For the Appellant:                           Mr. Sabyasachi Chowdhury,
                                             Mr. Somen Das.


For the Respondent:                          Mr.   Aninda Mitra,
                                             Mr.   Abhrajit Mitra,
                                             Mr.   Debasis Kundu,
                                             Mr.   S. Roychowdhury,
                                             Mr.   Dilip Kumar Ghosh,
                                             Mr.   S. Chatterjee.
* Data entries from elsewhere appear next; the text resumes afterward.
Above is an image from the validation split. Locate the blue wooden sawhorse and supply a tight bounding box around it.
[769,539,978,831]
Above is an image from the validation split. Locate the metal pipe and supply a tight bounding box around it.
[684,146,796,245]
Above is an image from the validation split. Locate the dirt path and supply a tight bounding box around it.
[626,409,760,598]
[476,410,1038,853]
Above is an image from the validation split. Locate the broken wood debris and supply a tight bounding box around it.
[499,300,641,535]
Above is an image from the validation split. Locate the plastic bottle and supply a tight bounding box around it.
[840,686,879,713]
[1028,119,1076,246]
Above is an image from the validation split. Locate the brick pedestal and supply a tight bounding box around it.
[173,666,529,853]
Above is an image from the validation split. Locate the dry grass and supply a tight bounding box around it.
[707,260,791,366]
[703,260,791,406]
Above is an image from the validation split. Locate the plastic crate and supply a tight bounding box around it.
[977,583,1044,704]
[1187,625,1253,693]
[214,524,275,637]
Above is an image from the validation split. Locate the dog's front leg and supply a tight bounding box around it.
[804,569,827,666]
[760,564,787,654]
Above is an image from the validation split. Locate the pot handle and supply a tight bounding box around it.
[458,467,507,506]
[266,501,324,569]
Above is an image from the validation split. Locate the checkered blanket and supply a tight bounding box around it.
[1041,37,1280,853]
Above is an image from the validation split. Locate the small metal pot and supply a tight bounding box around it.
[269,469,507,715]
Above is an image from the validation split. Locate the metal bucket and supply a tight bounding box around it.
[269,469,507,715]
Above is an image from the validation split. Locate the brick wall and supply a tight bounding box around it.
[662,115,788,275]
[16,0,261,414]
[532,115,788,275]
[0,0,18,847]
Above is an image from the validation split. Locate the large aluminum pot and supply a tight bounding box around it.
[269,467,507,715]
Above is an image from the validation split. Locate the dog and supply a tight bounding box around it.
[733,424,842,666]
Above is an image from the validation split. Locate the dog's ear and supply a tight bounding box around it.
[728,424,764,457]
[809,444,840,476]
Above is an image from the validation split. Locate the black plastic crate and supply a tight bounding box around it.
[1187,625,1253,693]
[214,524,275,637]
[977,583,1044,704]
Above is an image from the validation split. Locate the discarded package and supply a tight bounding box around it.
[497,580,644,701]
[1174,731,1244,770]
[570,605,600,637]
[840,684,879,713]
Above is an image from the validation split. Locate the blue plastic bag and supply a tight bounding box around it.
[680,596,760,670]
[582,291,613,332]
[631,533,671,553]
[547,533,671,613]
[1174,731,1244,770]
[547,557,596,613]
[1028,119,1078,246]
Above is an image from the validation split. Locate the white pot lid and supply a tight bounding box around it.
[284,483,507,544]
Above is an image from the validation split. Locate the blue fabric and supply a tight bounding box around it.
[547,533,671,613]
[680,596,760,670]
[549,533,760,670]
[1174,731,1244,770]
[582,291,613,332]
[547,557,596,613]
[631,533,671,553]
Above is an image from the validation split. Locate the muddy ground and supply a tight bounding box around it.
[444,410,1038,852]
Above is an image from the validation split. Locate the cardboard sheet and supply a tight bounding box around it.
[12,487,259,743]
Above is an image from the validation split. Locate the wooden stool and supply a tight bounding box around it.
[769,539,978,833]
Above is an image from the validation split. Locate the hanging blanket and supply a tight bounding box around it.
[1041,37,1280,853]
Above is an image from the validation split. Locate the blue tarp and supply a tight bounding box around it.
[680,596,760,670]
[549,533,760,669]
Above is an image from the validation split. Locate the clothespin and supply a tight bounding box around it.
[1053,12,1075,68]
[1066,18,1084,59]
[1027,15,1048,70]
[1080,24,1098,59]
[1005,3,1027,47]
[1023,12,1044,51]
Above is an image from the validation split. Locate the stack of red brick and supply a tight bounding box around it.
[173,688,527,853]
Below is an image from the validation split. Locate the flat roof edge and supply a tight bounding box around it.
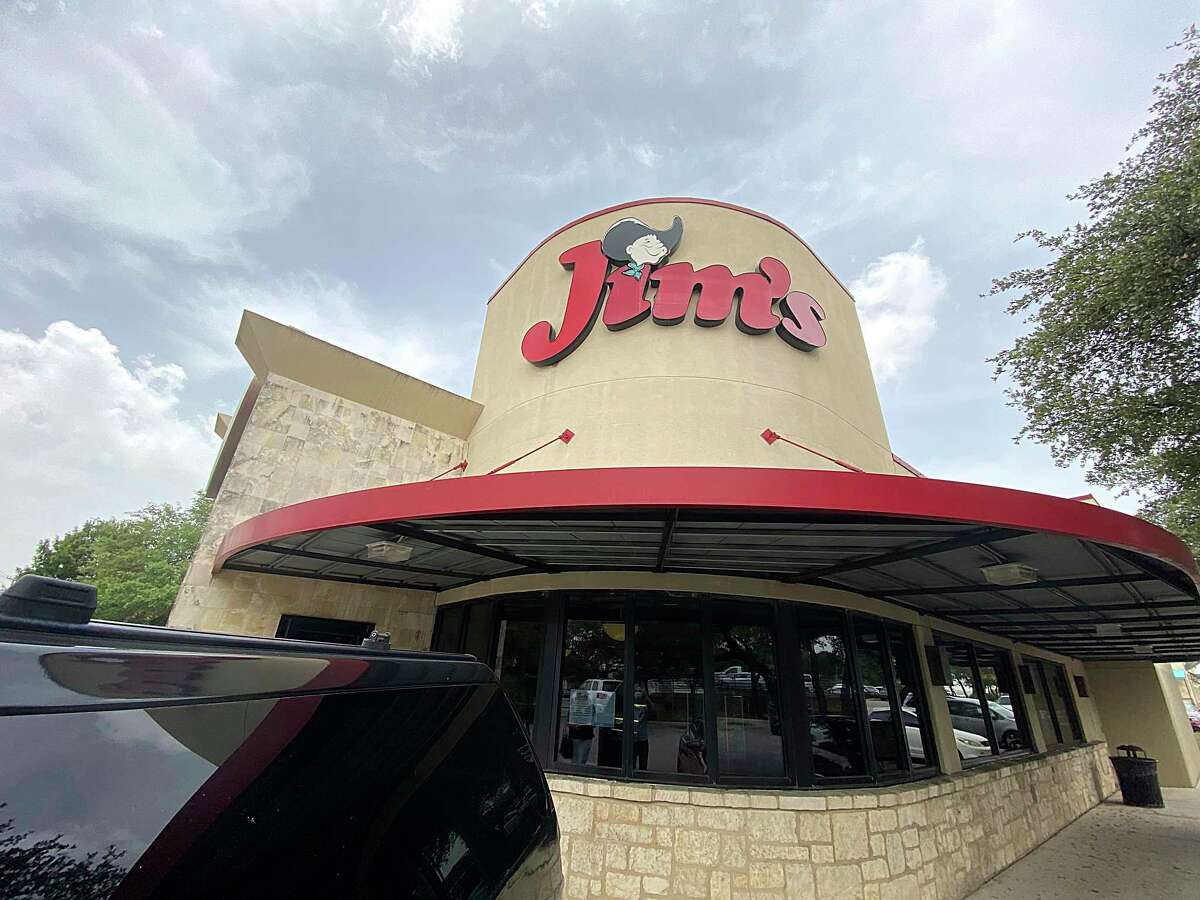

For the Citi Bank:                           Mr. J. B. Panda.

Heard On: 14.06.2010.

Judgment on: 23rd July, 2010.

Bhaskar Bhattacharya, J.:

This appeal is at the instance of a defendant No.1 in a suit for declaration and injunction and is directed against order dated 11th May, 2007 passed by a learned Single Judge of this Court by which His Lordship disposed of an application for temporary injunction restraining the appellant from invoking the 2 Bank-Guarantee mentioned in the application on condition that the plaintiff should go on renewing the Bank-Guarantee.

Being dissatisfied, the defendant No.1 has come up with the present appeal.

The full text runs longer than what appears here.